Rita Waszilovics ist Castingdirektorin, betreibt im 15. Bezirk in Wien ihre Castingagentur westendcasting und besetzt Schauspieler_innen für Kino- und TV-Produktionen. Der von ihr besetzte Kinofilm Der Boden unter den Füßen der ehemaligen Filmakademiestudierenden Marie Kreutzer lief heuer im Wettbewerb der 69. Berlinale und war der Eröffnungsfilm der Diagonale 2019.

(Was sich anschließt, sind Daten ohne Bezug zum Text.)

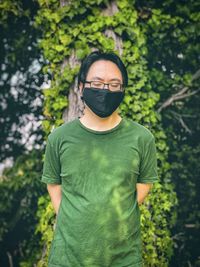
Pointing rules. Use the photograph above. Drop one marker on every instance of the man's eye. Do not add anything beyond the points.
(97, 84)
(114, 84)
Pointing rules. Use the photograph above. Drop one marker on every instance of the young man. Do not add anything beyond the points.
(98, 169)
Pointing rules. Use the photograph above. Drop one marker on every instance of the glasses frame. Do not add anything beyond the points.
(121, 85)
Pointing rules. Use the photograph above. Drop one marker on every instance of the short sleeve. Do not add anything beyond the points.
(51, 166)
(148, 166)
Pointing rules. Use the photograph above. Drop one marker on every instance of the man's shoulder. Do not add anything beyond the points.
(58, 133)
(141, 130)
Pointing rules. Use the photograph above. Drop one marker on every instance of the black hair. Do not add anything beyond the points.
(97, 55)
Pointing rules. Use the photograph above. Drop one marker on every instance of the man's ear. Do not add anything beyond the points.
(81, 89)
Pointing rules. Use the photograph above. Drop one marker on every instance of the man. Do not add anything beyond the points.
(98, 169)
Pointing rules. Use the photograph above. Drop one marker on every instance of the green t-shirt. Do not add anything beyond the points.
(98, 222)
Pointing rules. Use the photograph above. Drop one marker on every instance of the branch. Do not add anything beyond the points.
(180, 119)
(181, 94)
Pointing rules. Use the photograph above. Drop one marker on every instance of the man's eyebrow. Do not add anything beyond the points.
(98, 78)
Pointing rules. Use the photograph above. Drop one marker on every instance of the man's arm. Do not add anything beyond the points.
(142, 191)
(55, 195)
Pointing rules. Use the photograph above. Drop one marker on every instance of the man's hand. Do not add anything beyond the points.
(142, 191)
(55, 195)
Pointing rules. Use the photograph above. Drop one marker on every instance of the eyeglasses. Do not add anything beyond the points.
(111, 86)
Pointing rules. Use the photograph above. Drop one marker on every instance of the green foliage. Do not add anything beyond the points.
(20, 188)
(76, 28)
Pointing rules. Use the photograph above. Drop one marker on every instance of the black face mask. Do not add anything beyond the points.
(102, 101)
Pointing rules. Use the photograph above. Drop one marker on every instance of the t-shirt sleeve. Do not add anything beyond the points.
(148, 165)
(51, 166)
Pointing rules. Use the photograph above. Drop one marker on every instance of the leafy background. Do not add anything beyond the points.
(46, 40)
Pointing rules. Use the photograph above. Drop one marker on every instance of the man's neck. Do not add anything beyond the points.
(92, 121)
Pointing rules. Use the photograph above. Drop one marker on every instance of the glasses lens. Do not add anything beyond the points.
(97, 84)
(115, 86)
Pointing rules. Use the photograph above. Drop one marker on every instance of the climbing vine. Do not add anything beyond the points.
(73, 29)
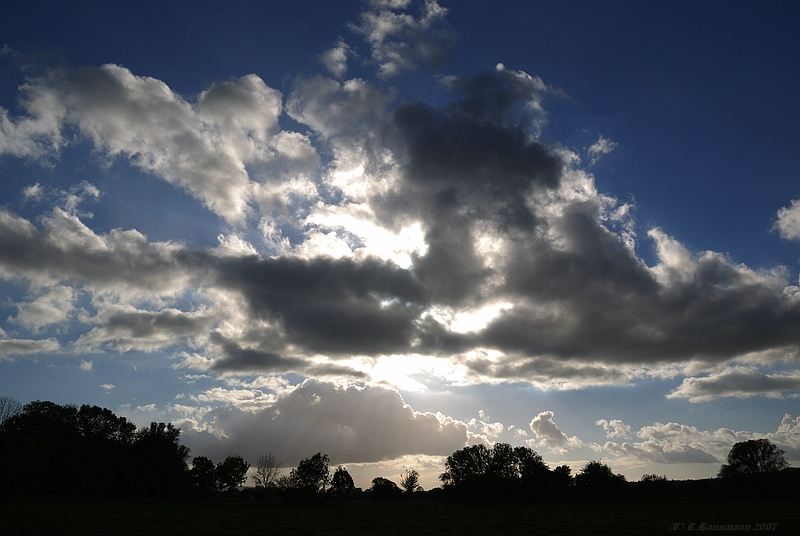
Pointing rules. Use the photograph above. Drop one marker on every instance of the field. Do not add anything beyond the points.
(245, 517)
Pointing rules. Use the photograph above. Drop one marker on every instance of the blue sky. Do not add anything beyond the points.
(385, 230)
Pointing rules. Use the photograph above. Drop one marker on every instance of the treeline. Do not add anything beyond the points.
(50, 449)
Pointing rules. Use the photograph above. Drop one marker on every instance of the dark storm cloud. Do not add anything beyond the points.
(330, 306)
(739, 382)
(463, 165)
(238, 359)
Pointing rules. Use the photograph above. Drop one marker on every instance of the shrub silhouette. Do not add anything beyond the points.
(596, 480)
(62, 450)
(752, 457)
(384, 489)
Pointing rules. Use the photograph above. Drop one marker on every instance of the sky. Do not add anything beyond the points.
(385, 230)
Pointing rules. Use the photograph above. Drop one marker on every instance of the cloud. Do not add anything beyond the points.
(350, 424)
(52, 307)
(12, 347)
(451, 232)
(601, 147)
(675, 443)
(737, 382)
(124, 328)
(65, 249)
(335, 59)
(548, 434)
(399, 41)
(788, 221)
(614, 428)
(203, 147)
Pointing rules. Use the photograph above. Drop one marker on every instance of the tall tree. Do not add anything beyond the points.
(410, 482)
(267, 470)
(342, 484)
(204, 478)
(231, 472)
(312, 474)
(753, 456)
(9, 407)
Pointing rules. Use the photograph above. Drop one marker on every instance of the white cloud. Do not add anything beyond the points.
(548, 434)
(335, 59)
(737, 382)
(52, 307)
(399, 41)
(203, 147)
(350, 424)
(12, 347)
(614, 428)
(788, 221)
(675, 443)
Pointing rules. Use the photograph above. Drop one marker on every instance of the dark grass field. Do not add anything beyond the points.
(245, 517)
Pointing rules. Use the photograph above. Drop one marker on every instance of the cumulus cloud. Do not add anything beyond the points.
(451, 232)
(548, 434)
(335, 59)
(400, 41)
(614, 428)
(675, 443)
(788, 221)
(737, 382)
(52, 307)
(12, 347)
(350, 424)
(203, 147)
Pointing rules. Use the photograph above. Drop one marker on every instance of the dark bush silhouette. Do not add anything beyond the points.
(9, 407)
(384, 489)
(752, 457)
(501, 473)
(307, 482)
(597, 481)
(231, 473)
(410, 483)
(267, 470)
(203, 476)
(48, 448)
(342, 485)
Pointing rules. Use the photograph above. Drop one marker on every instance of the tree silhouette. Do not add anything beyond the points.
(342, 484)
(9, 407)
(753, 456)
(311, 476)
(267, 470)
(384, 489)
(163, 466)
(55, 449)
(597, 480)
(204, 478)
(410, 482)
(231, 472)
(500, 473)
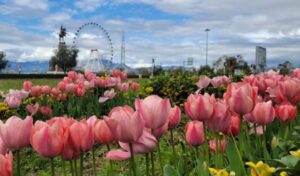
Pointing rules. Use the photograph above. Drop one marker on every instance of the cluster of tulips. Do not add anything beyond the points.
(247, 107)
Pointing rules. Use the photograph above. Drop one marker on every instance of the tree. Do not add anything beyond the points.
(3, 62)
(64, 58)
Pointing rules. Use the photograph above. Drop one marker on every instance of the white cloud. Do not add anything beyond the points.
(89, 5)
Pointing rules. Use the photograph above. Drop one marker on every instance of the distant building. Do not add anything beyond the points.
(260, 60)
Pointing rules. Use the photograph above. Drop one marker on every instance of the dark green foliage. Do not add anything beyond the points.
(3, 62)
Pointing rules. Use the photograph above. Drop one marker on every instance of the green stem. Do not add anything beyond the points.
(81, 164)
(94, 162)
(52, 167)
(160, 160)
(63, 167)
(18, 163)
(75, 166)
(110, 162)
(239, 155)
(152, 163)
(72, 168)
(132, 159)
(206, 146)
(172, 142)
(147, 164)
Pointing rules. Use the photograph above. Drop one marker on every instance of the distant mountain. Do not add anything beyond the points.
(27, 67)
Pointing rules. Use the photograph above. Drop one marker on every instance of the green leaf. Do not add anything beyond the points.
(170, 171)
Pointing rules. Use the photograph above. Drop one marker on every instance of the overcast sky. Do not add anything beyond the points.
(168, 30)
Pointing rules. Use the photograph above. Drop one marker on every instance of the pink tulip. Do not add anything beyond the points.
(27, 85)
(102, 133)
(241, 97)
(154, 110)
(16, 132)
(290, 88)
(89, 75)
(13, 101)
(71, 87)
(199, 107)
(108, 94)
(286, 112)
(174, 117)
(61, 86)
(46, 89)
(221, 146)
(221, 117)
(235, 125)
(123, 86)
(69, 151)
(6, 164)
(135, 86)
(47, 140)
(262, 114)
(194, 133)
(145, 144)
(72, 75)
(160, 131)
(36, 91)
(80, 92)
(125, 124)
(46, 111)
(82, 136)
(203, 82)
(3, 147)
(33, 109)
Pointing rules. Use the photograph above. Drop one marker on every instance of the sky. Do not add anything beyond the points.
(168, 30)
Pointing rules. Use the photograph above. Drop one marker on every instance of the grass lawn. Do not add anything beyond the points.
(6, 84)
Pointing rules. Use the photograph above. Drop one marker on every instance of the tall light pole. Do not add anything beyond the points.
(206, 30)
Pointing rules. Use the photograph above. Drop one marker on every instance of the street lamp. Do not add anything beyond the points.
(206, 30)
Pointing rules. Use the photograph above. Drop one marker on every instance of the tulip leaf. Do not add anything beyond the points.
(170, 171)
(233, 157)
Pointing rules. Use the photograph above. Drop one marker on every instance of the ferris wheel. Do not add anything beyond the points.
(105, 48)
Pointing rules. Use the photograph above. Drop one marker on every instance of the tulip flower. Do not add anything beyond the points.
(154, 111)
(33, 109)
(108, 94)
(47, 139)
(203, 82)
(125, 124)
(135, 86)
(194, 133)
(3, 146)
(72, 75)
(27, 85)
(123, 86)
(102, 133)
(82, 136)
(221, 146)
(160, 131)
(262, 114)
(290, 88)
(145, 144)
(286, 112)
(221, 117)
(46, 111)
(6, 164)
(199, 107)
(13, 101)
(16, 139)
(174, 117)
(241, 97)
(235, 125)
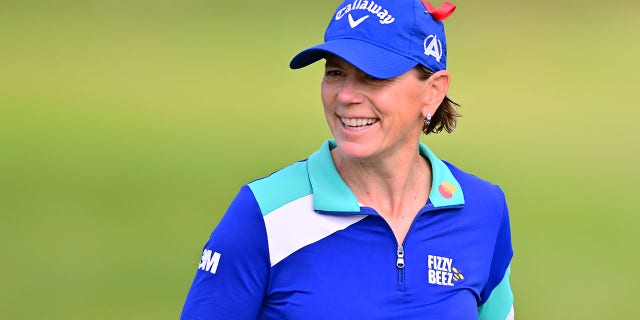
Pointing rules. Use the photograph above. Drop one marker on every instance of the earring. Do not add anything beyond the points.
(427, 120)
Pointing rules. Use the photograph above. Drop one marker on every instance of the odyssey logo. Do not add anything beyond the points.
(433, 47)
(365, 5)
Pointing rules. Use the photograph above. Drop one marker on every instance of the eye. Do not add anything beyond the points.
(372, 79)
(333, 73)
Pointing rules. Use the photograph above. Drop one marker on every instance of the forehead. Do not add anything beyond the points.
(333, 61)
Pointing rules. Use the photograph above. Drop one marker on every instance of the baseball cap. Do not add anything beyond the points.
(384, 38)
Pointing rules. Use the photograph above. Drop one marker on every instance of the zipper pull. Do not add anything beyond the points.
(400, 261)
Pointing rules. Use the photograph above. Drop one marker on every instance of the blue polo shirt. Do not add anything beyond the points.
(298, 245)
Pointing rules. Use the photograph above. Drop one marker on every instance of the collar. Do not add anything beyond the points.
(331, 193)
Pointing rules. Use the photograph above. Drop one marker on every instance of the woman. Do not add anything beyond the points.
(373, 225)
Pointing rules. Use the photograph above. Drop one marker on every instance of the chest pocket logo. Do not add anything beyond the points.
(442, 272)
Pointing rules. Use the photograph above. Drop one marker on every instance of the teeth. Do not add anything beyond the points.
(357, 122)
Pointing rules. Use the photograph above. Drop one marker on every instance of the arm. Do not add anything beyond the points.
(232, 275)
(497, 297)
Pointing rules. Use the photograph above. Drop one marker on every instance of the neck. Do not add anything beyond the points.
(396, 186)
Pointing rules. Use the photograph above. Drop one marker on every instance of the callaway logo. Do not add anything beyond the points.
(355, 23)
(433, 47)
(370, 6)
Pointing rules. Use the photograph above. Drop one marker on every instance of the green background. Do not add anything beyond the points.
(126, 128)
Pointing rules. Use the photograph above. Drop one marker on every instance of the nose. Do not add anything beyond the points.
(350, 92)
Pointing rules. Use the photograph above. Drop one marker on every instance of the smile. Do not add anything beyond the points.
(357, 123)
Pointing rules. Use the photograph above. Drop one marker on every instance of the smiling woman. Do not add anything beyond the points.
(373, 225)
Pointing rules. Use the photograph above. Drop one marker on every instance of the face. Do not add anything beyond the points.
(373, 118)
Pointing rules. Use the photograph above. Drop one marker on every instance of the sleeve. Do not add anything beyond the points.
(232, 275)
(497, 297)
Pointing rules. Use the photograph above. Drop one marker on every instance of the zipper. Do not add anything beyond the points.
(400, 263)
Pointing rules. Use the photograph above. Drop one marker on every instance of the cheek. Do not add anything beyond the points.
(326, 96)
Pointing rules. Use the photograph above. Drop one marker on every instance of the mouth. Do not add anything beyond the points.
(358, 123)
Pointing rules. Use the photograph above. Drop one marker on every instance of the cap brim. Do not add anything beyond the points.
(370, 59)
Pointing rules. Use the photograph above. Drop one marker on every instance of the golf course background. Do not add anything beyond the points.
(126, 128)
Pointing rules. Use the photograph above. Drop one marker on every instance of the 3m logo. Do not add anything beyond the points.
(210, 261)
(442, 272)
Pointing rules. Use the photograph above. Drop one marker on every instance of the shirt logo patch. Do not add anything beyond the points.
(447, 190)
(433, 47)
(210, 261)
(442, 272)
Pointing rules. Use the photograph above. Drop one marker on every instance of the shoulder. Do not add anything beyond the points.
(476, 188)
(281, 187)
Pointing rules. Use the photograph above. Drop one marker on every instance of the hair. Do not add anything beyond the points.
(447, 114)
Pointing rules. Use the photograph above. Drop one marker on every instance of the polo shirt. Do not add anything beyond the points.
(298, 245)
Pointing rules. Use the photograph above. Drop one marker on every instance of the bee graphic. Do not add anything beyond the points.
(457, 275)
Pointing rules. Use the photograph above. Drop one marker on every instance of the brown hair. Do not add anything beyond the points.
(446, 116)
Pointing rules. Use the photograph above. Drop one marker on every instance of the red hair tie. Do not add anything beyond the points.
(443, 12)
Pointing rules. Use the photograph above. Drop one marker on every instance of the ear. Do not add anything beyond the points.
(436, 88)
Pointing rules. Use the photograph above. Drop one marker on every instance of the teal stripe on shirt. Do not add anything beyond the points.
(500, 301)
(281, 187)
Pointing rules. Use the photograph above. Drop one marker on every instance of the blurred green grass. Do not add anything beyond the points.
(126, 127)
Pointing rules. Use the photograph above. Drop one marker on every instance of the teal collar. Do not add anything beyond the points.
(331, 193)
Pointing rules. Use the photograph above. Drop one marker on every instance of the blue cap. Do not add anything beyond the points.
(384, 38)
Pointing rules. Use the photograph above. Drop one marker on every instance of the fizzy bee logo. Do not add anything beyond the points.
(442, 272)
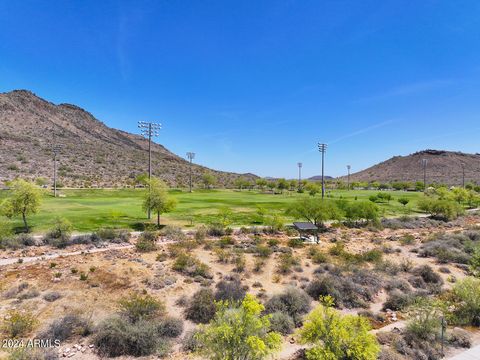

Im Zuge der Filmausbildung, die am Max Reinhardt Seminar stetig erweitert wird, bereitet sie die Studierenden auf Filmcastings vor. Dabei werden u. a. Kenntnisse über die Abläufe bei der Filmarbeit und die Funktion von Castingdirektor_innen vermittelt. Das Castingtraining soll dabei möglichst einer realen Castingsituation entsprechen. Ziel bei einem Casting ist selbstverständlich, dem Caster oder der Casterin in Erinnerung zu bleiben. „Es geht um die Sichtbarkeit und Einzigartigkeit der Schauspieler_innen“, sagt Rita Waszilovics. Im Unterricht lernen die Studierenden u. a. wie sie eine prägnante Präsentation über sich selbst mithilfe eines sogenannten „About-me-Videos“ machen können. Solche Kurzpräsentationen sind für Caster_innen wichtig, um die Persönlichkeit der Schauspieler_innen einschätzen zu können. „Bei einem Film will ich nicht sagen: ,Der Schauspieler hat die Rolle gut gespielt.‘ Ich will sagen: ,Dieser Schauspieler hat einen Menschen verkörpert, der mich berührt hat.‘ Da gehört viel Persönlichkeit dazu“, meint Rita Waszilovics. Im Castingtraining gibt sie den Studierenden Szenen vor, die sie gerne aus den von ihr besetzten Filmen entnimmt. Jeweils zwei Studierende bereiten die Szenen vor, um sie dann mit ihr gemeinsam zu erarbeiten. Dabei geht es vor allem um die Entwicklung der Szenen und wie die Schauspieler_innen diese unterschiedlich darstellen können. Dadurch wird sichtbar, wie flexibel und schnell Schauspieler_innen eine Idee umsetzen können. „Ich zeige Regiseur_innen gerne die Arbeitsentwicklung von Schauspieler_ innen“, berichtet Rita Waszilovics. Es gehe beim Casting nicht unbedingt darum, eine Szene genauso zu spielen, wie sie im Film zu sehen sein wird, sondern darum, einen Eindruck von der schauspielerischen Bandbreite und Arbeitsweise zu bekommen, um das gewünschte Ziel zu erreichen.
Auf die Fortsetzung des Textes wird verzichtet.